Changing the meaning of a single gene can have extraordinarily far-flung effects on the genetic grammar of the body. There is a mutation that gives you red hair and also makes you fat. Another causes partial albinism, deafness, and fatal constipation. Yet another gives you short fingers and toes, and malformed genitals. In altering the meanings of genes, mutations give us a hint of what those genes meant to the body in the first place. They are collectively a Rosetta Stone that enables us to translate the hidden meanings of genes; they are virtual scalpels that slice through the genetic grammar and lay its logic bare.

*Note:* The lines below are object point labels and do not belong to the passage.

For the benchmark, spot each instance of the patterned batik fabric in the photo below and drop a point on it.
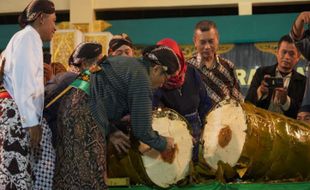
(80, 148)
(221, 81)
(19, 169)
(44, 161)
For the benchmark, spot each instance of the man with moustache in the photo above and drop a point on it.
(288, 98)
(217, 73)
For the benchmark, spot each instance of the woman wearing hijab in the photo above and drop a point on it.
(184, 93)
(120, 85)
(121, 45)
(21, 105)
(80, 145)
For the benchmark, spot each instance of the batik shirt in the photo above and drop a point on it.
(220, 80)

Interpreting the meaning of mutations requires the adoption of a reverse logic that is, at first, counter-intuitive. If a mutation causes a child to be born with no arms, then, although it is tempting to speak of a gene for ‘armlessness’, such a mutation is really evidence for a gene that helps ensure that most of us do have arms. This is because most mutations destroy meaning. In the idiolect of genetics, they are ‘loss-of-function’ mutations. A minority of mutations add meaning and are called ‘gain-of-function’. When interpreting the meaning of a mutation it is important to know which of these you are dealing with. One way to tell is by seeing how they are inherited. Loss-of-function mutations tend to be recessive: they will only affect a child’s body when it inherits defective copies of the gene from both its parents. Gain-of-function mutations tend to be dominant: a child need have only one copy of the gene in order to see its effects. This is not an invariable distinction (some dominantly inherited mutations are loss-of-function) but it is a good initial guide. Gain or loss, both kinds of mutations reveal something about the function of the genes that they affect, and in doing so, reveal a small part of the genetic grammar. Mutations reverse-engineer the body.
Who, then, are the mutants? To say that the sequence of a particular gene shows a ‘mutation’, or to call the person who bears such a gene a ‘mutant’, is to make an invidious distinction. It is to imply, at the least, deviation from some ideal of perfection. Yet humans differ from each other in very many ways, and those differences are, at least in part, inherited. Who among us has the genome of genomes, the one by which all other genomes will be judged?
The short answer is that no one does. Certainly the human genome, the one whose sequence was published in Nature on 15 February 2001, is not a standard; it is merely a composite of the genomes of an unknown number of unknown people. As such, it has no special claim to normality or perfection (nor did the scientists who promoted and executed this great enterprise ever claim as much for it). This arbitrariness does not diminish in the slightest degree the value of this genomic sequence; after all, the genomes of any two people are 99.9 per cent identical, so anyone’s sequence reveals almost everything about everyone’s. On the other hand, a genome nearly three thousand million base-pairs long implies a few million base-pairs that differ between any two people; and it is in those differences that the interest lies.